Früher ging Paulina immer regelmäßig zu Gehörlosen Freizeiten. Jetzt ist sie älter und macht bei einem europäischen Feriencamp mit, um weiter Kontakte mit anderen gehörlosen Kindern zu knüpfen.

Aus ihrer Schule hat sie ein jüngeres Mädchen kennengelernt, das sich mit Händen und Füßen und notfalls über Handy mit ihr verständigte. Inzwischen hat sich das Mädchen zwei Apps runtergeladen und 100 Gebärden in zwei Wochen gelernt. Für Paulina ist sie ein großer Hoffnungsschimmer.

 

Elias ist 14 und auf einem Ohr taub. Er besucht ein Internat und eine Förderschule für Hörgeschädigte und hat dort viele Freunde.
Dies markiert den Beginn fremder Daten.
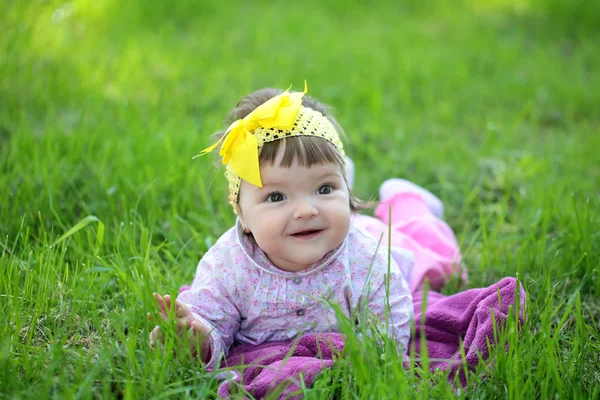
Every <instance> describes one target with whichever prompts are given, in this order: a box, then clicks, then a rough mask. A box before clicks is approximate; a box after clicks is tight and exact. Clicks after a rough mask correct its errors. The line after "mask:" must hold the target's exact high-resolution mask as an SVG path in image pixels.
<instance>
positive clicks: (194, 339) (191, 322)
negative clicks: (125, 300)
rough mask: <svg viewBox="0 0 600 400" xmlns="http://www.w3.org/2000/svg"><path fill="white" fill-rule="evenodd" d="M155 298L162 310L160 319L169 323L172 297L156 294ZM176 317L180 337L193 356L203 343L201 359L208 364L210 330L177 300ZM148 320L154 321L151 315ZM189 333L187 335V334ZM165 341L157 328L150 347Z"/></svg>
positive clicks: (154, 296)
Bis zur siebten Klasse war er auf einer Regelschule und wurde dort gemobbt, bis er auf die Förderschule wechselte. Seitdem ist Elias angekommen, setzt sich für die Gemeinschaft ein und kümmert sich um neue Schüler.

Seine Familie sieht er nur am Wochenende. Für seine Eltern war es sehr schwer, ihren Sohn in so jungem Alter auf ein Internat zu schicken, aber Elias wollte nicht mehr „anders“ sein.

In der Förderschule können alle Lehrer Gebärdensprache. Die Klassen sind in leicht Schwerhörige, Mittel- bis Schwerhörige und Gehörlose unterteilt. Im Unterricht wird eine Höranlage benutzt, damit die Hörgeschädigten die Stimme des Lehrers an ihre Hörgeräte gesendet bekommen. Die Tische stehen im Halbkreis, damit die 12 Schüler das Mundbild des Lehrers sehen können. Die Schule achtet außerdem sehr auf Selbstständigkeit, Berufsbildung und wie die Schüler mit der Hörschädigung umgehen können.

Paulina und Elias fühlen sich beide in ihrem Umfeld wohl, obwohl dieses sehr unterschiedlich ist. Ob eine Regelschule mit Dolmetscher oder eine Förderschule besser ist, muss jedoch für jedes Kind individuell abgeklärt werden.